ですが……その途中で足を滑らせて、自分に向かって倒れて来たので…………避ければ良かったですね。」
「え……え、いや……避けたら、痛いよ……?」
「多少痛くても、死にはしませんので問題は無いかと。
そんなことよりも、受け止めたことで葵先輩を不安にさせたことの方が大問題です。」
至極真面目な彰良の言葉。
「(……仏心を出したのが、間違いだった。)」
他の女を助けて、葵を傷付けてしまっては意味がない。
「それと、自分が受け取ったというプレゼントの件ですが……」
「……うん」
「……自分宛てにプレゼントを受け取った覚えがありません。
強いて言うならば、兼子さん宛のプレゼントを預かった記憶は有ります。
しかし、その相手が"可愛い子"に当てはまるかが不明です。
以前にも言いましたが、葵先輩以外の女性に魅力を感じません。
元々、異性に可愛いや綺麗などの感情を抱いたことが有りませんので。」
「……えっと……プレゼント、もらってないの……?」
「貰っていません。
葵先輩以外の女性から貰いたいとも思いません。
受け取る必要も有りませんので、デスク等に置き配された場合は管理職を通して返却します。

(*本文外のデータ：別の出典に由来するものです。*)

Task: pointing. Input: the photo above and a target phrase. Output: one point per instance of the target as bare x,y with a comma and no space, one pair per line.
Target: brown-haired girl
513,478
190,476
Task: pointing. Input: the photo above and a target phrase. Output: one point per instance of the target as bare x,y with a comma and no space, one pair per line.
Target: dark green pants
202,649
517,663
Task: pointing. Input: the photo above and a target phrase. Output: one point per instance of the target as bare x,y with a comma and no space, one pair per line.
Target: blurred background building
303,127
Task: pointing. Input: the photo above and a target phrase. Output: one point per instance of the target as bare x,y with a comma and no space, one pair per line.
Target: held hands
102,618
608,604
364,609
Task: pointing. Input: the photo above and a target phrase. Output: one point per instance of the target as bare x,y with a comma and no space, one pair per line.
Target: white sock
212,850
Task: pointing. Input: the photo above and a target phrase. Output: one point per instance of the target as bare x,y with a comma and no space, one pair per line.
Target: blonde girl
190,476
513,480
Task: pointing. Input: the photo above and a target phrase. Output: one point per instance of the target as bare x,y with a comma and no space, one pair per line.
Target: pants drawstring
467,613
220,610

葵先輩が望むならば、目の前でゴミ箱、もしくは焼却炉に放り込みます。」
どうでもいい女からのプレゼントのせいで、葵を失うなど許容できない。
「…………う、ん……?
よく、わかんないけど……彰良くんが、プレゼントもらってなくて……うれしい、は変かな……?」
「そんなことはないかと。
自分も友人ならば許容しますが、それ以外のプレゼントなど完璧に破棄する程度には不快です。」
想像しただけで、腹が立つ。
「……よかった……」
葵の心に安堵が広がる。
悲しみや苦しみが……溶けていく。
「葵先輩、解熱剤を飲みませんか?
少しは体が楽になるでしょうし…………食べれそうな物とか……」
「…………ん?
あきら、くんは……かわいい、よ……?」
「……話が噛み合っていません……」
ぼんやりした思考。
ふわふわとした心。
「……みかん、の……かんづ、め…………」
「え……?
葵先輩……?」
瞼がゆっくりと落ちる。
「葵先輩、解熱剤だけでも…………眠ってしまった……」
起こして解熱剤を飲ませるべきなのか……?
それとも……寝かせてあげるべきなのか……?
「……どうすれば……」
穏やかな寝息。
「…………おやすみなさい……葵先輩」
次に目が覚めた時に、解熱剤をすぐに飲めるように。
彰良は、葵を起こさないように毛布を整えるのだった。